Attention Is All You Need
"Attention Is All You Need" is the landmark 2017 research paper that introduced the Transformer architecture and revolutionized modern natural language processing and sequence modeling.
-
D.
XLM-R
XLM-R is a multilingual transformer-based language model (XLM-RoBERTa) designed for cross-lingual understanding and natural language processing across many languages.
-
E.
DeBERTa
DeBERTa is a transformer-based language model developed by Microsoft that improves upon BERT and RoBERTa using disentangled attention and enhanced mask decoder mechanisms for superior natural language understanding.
- F. None of above. chosen
Statements (48)
| Predicate | Object |
|---|---|
| instanceOf |
Transformer variant
ⓘ
language model architecture ⓘ neural network architecture ⓘ |
| addressesLimitationOf | standard Transformer context length ⓘ |
| aimsTo | capture long-range dependencies ⓘ |
| appliedTo |
character-level language modeling
ⓘ
word-level language modeling ⓘ |
| benchmarkedOn |
Enwik8
NERFINISHED
ⓘ
One Billion Word Benchmark NERFINISHED ⓘ WikiText-103 NERFINISHED ⓘ |
| describedInPaper | Transformer-XL: Attentive Language Models Beyond a Fixed-Length Context NERFINISHED ⓘ |
| designedFor | language modeling ⓘ |
| developedAt |
Carnegie Mellon University
NERFINISHED
ⓘ
Google Brain NERFINISHED ⓘ |
| evaluationSpeedupReason | reuse of cached hidden states ⓘ |
| extends | Transformer NERFINISHED ⓘ |
| hasFullName | Transformer eXtra Long NERFINISHED ⓘ |
| hasKeyConcept |
decoupling positional encoding from absolute positions
ⓘ
reusing hidden states from previous segments ⓘ |
| improves |
evaluation efficiency
ⓘ
modeling of long-term dependencies ⓘ training efficiency for long sequences ⓘ |
| improvesMetric | perplexity on language modeling benchmarks ⓘ |
| influenced | later long-context Transformer architectures ⓘ |
| introducedFeature |
relative positional encodings
ⓘ
segment-level recurrence ⓘ |
| memoryMechanismType | segment-level recurrence over hidden states ⓘ |
| outperforms | standard Transformer on long-context language modeling benchmarks ⓘ |
| paperPublishedAt | ACL 2019 NERFINISHED ⓘ |
| positionalEncodingType | relative positional encoding ⓘ |
| proposedBy |
Jaime Carbonell
NERFINISHED
ⓘ
Quoc V. Le NERFINISHED ⓘ Ruslan Salakhutdinov NERFINISHED ⓘ William W. Cohen NERFINISHED ⓘ Yiming Yang NERFINISHED ⓘ Zhilin Yang NERFINISHED ⓘ Zihang Dai NERFINISHED ⓘ |
| proposedIn | 2019 ⓘ |
| reduces | context fragmentation ⓘ |
| supports | longer effective context than vanilla Transformer ⓘ |
| trainingObjective | autoregressive language modeling ⓘ |
| uses |
layer normalization
ⓘ
memory mechanism ⓘ multi-head attention ⓘ position-wise feed-forward networks ⓘ relative positional embeddings ⓘ residual connections ⓘ self-attention ⓘ |
How these facts were elicited
The pipeline generated the facts above by prompting gpt-5.1 with this entity's name + description and the instruction below.

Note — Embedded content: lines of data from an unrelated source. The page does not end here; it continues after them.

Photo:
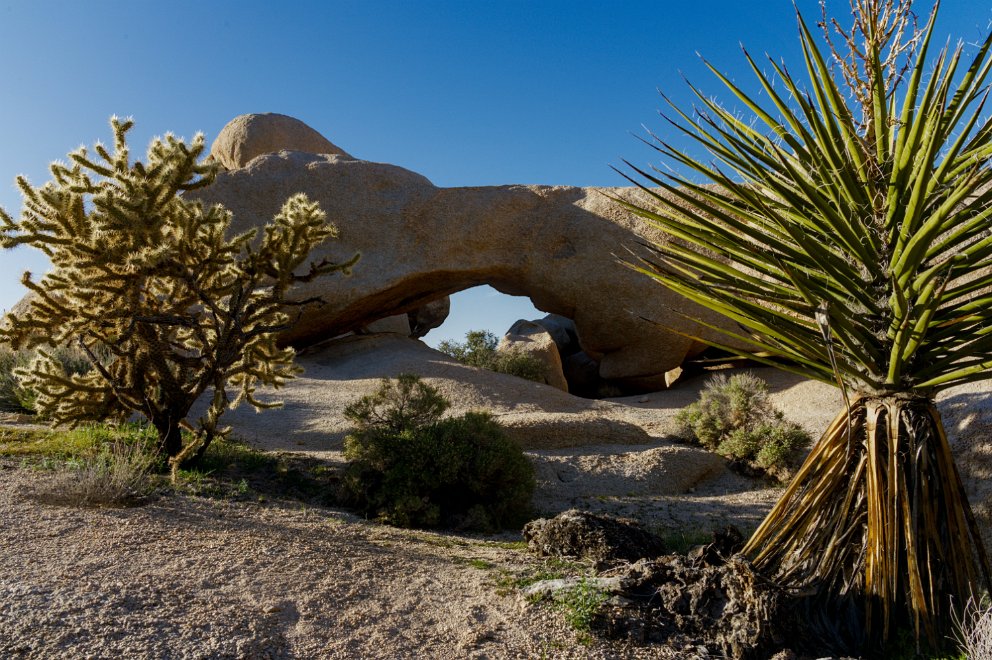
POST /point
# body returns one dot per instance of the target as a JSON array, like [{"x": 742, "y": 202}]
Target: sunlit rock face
[{"x": 561, "y": 246}]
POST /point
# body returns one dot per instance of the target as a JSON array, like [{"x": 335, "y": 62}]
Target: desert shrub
[
  {"x": 118, "y": 474},
  {"x": 974, "y": 627},
  {"x": 14, "y": 396},
  {"x": 735, "y": 418},
  {"x": 411, "y": 468},
  {"x": 479, "y": 350},
  {"x": 581, "y": 604}
]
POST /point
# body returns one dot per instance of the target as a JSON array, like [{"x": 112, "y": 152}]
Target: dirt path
[{"x": 186, "y": 577}]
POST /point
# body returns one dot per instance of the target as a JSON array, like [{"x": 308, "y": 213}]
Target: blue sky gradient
[{"x": 463, "y": 92}]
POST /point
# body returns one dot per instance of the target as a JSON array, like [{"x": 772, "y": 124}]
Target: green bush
[
  {"x": 735, "y": 418},
  {"x": 411, "y": 468},
  {"x": 16, "y": 398},
  {"x": 97, "y": 466},
  {"x": 479, "y": 350}
]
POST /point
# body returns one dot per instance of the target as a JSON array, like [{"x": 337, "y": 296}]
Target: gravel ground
[{"x": 187, "y": 577}]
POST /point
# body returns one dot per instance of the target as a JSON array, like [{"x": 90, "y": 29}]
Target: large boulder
[
  {"x": 555, "y": 244},
  {"x": 248, "y": 136},
  {"x": 530, "y": 339},
  {"x": 429, "y": 316}
]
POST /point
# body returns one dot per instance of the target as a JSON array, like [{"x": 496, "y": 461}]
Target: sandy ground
[{"x": 189, "y": 577}]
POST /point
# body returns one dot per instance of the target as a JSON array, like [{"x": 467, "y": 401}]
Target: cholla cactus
[{"x": 154, "y": 286}]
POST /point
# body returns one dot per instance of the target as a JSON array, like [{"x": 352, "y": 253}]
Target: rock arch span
[{"x": 420, "y": 242}]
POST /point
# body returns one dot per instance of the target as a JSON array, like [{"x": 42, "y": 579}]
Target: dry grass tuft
[
  {"x": 975, "y": 630},
  {"x": 119, "y": 475}
]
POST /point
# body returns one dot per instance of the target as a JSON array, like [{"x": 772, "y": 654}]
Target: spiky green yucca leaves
[
  {"x": 174, "y": 306},
  {"x": 848, "y": 233}
]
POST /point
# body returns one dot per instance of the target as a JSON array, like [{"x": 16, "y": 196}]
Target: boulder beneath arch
[{"x": 561, "y": 246}]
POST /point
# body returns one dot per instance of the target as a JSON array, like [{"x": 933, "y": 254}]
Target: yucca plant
[{"x": 844, "y": 227}]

You are a knowledge base construction expert. Given a subject entity and a description of it, return factual statements that you know for the subject as a JSON list of dictionaries(triples), where keys must be "subject", "predicate" and "object". The number of facts may be very high, between 25 to 50 or more, for very popular subjects. For less popular subjects, the number of facts can be very low, like 5 or 10. # Requirements - If you don't know the subject at all, return an empty list. - If the subject is not a named entity, return an empty list. - Include at least one triple where predicate is "instanceOf". - Do not get too wordy. - Separate several objects into multiple triples with one object.
Subject: Transformer-XL Description of subject: Transformer-XL is a neural network architecture for language modeling that extends the Transformer with segment-level recurrence and relative positional encodings to better capture long-range dependencies.
Referenced by (1)
Full triples — surface form annotated when it differs from this entity's canonical label.